私くらいの年代の方は覚えているんじゃないでしょうか…。
かなり前の話ですが、岡千秋さんと都はるみさんのデュエットで、「浪花恋しぐれ」というヒット曲がありました。「芸のためなら女房も泣かす。それがどうした文句があるか♪」で始まるあの演歌です…。あの途中に最高にしびれるセリフがあるんですよね…。
「そりゃワイはアホや。酒もあおるし女も泣かす…。
せやかてそれもこれもみんな芸のためや!!!
今に見てみい!!わいは日本一になったるんや!
日本一やで!?わかっているやろお浜。
なんやその辛気臭い顔は!
酒や酒や!!!!酒買うてこい!!!!!!」
っていうあれです。
この曲が流行った昭和50年代後半は私はまだ中学生でしたから、「なんて横暴な御主人なんだろう…。」なんて感じておりました…。(現代でしたら「コンプライアンス」で一発アウトですね…、昭和は良かった…。)
あれから40年…。
「俺もこんなセリフ言いたい…。」
「けど、速攻で回し蹴りを食らうだろうな…。」
なんて私の心は変化しておりますが…、そんなことはどうでもいい…。
肝心なのはこの曲は落語家さんがモデルであり、噺家さんが聞き手の心を打つためには人生の経験をより多く積み、その経験の上からよりリアルに、そして心の機微を上手く表現しなければ名人とは評価されないということに最近になって気づいたことなんですね。
そういった観点からこの曲を再度拝聴してみると、「なるほどな~。」なんて感心してしまうわけですよ。
私の好きな噺家さんに三代目桂三木助さんがいらっしゃいます。バブルの頃に自害されてしまった四代目桂三木助さんのお父さんです。
この方の噺は圓生さんのような人々をググッと引き込むパワーや、志ん生さんのようなドッと笑いを起こすものでは無いのですが、なんだかとてもリアルでして、ついつい話に引き込まれてしまうのですよね。なんだか情景がすぐ目の前に広がっていくようなかんじで…。とくにばくち打ちや渡世人(現代でいえばヤクザ屋さんですかね…。極道と呼んだ方が怒られないかな?)の描写なんてのは秀逸でして…。目の前にそれらの方々がいるようなリアルさなんですね…、ぶるぶるっとくるような…。

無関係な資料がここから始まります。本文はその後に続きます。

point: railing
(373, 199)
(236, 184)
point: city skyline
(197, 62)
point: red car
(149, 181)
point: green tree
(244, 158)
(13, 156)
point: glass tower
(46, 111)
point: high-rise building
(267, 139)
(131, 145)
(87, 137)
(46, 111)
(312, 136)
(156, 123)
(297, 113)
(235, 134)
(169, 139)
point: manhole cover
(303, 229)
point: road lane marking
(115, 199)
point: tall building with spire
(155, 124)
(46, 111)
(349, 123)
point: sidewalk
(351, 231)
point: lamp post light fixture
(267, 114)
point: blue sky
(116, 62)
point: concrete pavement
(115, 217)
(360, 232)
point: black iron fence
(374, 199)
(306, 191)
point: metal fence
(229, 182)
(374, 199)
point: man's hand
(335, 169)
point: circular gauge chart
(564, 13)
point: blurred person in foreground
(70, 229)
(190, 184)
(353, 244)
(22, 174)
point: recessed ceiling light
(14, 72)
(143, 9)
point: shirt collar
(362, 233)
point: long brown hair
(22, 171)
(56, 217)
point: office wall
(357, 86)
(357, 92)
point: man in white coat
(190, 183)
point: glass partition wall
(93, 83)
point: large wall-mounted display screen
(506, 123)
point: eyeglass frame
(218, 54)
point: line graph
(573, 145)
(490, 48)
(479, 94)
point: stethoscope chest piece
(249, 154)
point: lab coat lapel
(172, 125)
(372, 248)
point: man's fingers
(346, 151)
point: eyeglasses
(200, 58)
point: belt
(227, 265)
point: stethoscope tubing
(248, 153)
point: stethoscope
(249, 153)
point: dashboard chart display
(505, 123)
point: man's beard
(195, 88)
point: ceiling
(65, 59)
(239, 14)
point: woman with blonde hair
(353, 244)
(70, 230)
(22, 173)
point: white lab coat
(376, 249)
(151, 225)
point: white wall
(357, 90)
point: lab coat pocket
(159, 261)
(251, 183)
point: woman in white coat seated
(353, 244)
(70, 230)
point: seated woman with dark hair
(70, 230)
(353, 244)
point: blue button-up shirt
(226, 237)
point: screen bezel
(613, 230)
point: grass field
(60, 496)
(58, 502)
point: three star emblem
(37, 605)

それもこれもこの三木助さんは“隼の七”との通り名をいただくようなばくち打ちだったそうなんです…。その経験が見事に生かされているんでしょうね。
とにかく下々の衆生の描写が上手いんですよ…。
アタシも下々の人間ですからね…。
このリアルさがビビッときてしまうんでしょうね…。
ダメダメの亭主とそれを支える奥さんとの話である「芝浜」という有名な噺がありますが、談志さんや圓楽さんの芝浜も良いですが、やっぱりアタシは三木助さんの芝浜がいいなぁ~なんて思うんですよね。
少しばかり疲れた夫婦間のやりとり…。
夜中の仕事をしていないと分からない朝焼けの空の清々しさ。
最後の告白を奥さんがするときの誇張しすぎないギリギリのセリフ回し…。
全ては経験していないと出来ない技なんですよね…。
でもって、それらを知っている人にはググッとくるんですよ…。
これこそが浪花恋しぐれのセリフの真意なんですよね…。
それにようやく最近になって気づいたんですわ…。
オッといけねぇ!御本尊様の話をするつもりが落語の話になってしまった…。
これから仕事なので、今日はこれでおしまい…。